Clinical and experimental studies show serial interactions between the intensity of pain sensation, pain unpleasantness, and secondary emotions associated with reflection and future implications (i.e., suffering). These pain dimensions and their interactions relate to ascending spinal pathways and a central network of brain structures that process nociceptive information both in series and in parallel. Spinal pathways to the amygdala, hypothalamus, reticular formation, medial thalamic nuclei, and limbic cortical structures provide direct inputs to brain areas involved in arousal, bodily regulation, and hence, affect. Another major input to these same structures is from spinal pathways to somatosensory thalamic [ventroposterior lateral (VPL) and ventroposterior medial (VPM)] and cortical areas (S1 , S2 , and the posterior parietal cortex) and from these areas to cortical limbic structures (insular cortex, anterior cingulate cortex).
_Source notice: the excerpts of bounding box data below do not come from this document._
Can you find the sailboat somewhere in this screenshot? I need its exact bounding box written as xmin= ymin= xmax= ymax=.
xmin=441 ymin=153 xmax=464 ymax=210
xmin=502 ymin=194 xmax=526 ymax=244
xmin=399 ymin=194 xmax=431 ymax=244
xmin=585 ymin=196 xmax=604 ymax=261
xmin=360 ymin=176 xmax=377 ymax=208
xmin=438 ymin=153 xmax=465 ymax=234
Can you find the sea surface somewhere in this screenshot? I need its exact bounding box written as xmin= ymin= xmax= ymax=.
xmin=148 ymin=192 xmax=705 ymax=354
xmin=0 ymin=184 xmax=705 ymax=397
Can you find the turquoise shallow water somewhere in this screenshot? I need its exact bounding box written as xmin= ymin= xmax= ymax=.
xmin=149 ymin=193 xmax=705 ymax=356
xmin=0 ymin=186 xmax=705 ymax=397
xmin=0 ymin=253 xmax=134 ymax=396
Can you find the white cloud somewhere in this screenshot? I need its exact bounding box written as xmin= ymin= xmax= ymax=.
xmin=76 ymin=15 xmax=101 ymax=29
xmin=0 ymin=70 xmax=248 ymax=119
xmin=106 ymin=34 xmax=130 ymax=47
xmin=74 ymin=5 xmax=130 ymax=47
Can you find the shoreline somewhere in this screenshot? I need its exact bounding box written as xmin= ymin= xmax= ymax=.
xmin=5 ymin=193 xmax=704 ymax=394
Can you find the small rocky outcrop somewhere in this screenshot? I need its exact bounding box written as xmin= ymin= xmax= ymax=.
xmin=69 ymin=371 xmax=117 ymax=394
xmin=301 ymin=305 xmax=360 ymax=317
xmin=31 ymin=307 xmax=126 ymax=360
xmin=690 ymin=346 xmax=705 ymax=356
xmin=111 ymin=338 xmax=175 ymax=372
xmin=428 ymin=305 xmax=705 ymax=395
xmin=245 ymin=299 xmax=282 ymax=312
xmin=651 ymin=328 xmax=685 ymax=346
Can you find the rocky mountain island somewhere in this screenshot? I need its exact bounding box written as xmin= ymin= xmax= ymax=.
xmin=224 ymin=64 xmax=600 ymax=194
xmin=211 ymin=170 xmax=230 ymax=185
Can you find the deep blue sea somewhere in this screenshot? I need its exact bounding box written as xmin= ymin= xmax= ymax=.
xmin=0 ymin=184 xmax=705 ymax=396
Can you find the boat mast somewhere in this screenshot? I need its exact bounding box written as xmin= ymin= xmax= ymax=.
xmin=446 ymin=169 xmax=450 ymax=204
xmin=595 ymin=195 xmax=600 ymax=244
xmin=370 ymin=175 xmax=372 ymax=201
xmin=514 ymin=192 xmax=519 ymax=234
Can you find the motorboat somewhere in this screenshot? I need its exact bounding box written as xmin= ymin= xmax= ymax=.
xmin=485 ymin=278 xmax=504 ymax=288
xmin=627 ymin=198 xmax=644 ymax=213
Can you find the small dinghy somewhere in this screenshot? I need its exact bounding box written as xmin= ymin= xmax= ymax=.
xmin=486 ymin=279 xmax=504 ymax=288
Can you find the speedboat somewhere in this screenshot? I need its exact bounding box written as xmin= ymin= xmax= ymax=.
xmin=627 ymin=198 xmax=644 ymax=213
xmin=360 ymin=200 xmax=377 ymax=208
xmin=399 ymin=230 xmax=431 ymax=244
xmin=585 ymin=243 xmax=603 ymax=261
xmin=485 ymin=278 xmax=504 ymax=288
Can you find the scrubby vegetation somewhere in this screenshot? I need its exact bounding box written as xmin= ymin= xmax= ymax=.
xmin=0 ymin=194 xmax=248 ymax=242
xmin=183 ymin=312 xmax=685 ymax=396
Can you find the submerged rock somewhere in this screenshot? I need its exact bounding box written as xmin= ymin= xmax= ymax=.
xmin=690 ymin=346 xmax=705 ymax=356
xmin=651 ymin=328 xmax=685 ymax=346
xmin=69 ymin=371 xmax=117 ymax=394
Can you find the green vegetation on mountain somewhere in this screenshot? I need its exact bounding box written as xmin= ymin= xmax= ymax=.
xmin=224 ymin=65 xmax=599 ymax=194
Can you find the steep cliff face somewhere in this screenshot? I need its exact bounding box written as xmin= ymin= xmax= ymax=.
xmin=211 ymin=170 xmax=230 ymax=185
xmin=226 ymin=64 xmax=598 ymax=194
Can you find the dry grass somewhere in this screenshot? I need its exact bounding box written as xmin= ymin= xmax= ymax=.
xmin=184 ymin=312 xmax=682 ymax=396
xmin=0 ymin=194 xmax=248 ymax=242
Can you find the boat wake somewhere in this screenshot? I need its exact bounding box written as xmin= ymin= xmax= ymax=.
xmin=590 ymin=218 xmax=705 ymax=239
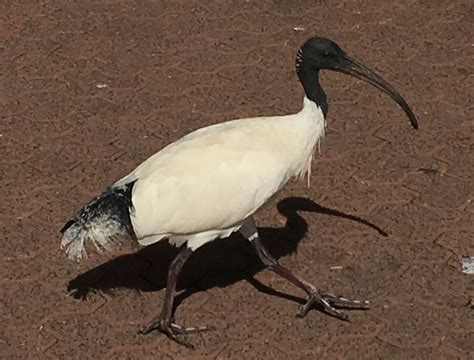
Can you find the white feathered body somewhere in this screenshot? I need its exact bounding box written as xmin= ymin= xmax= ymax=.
xmin=63 ymin=98 xmax=325 ymax=258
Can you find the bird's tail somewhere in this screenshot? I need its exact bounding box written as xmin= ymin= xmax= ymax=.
xmin=61 ymin=182 xmax=135 ymax=261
This indirect cortico-limbic pathway integrates pain-perceptive (nociceptive) input with information about overall status of the body and self to provide cognitive mediation of pain affect. Both direct and cortico-limbic pathways converge on the same anterior cingulate cortical and subcortical structures whose function may be to establish emotional valence and response priorities. This entire brain network is under dynamic top-down (neural effects from higher-to-lower levels) modulation by brain mechanisms that are associated with anticipation, expectation, and other cognitive factors.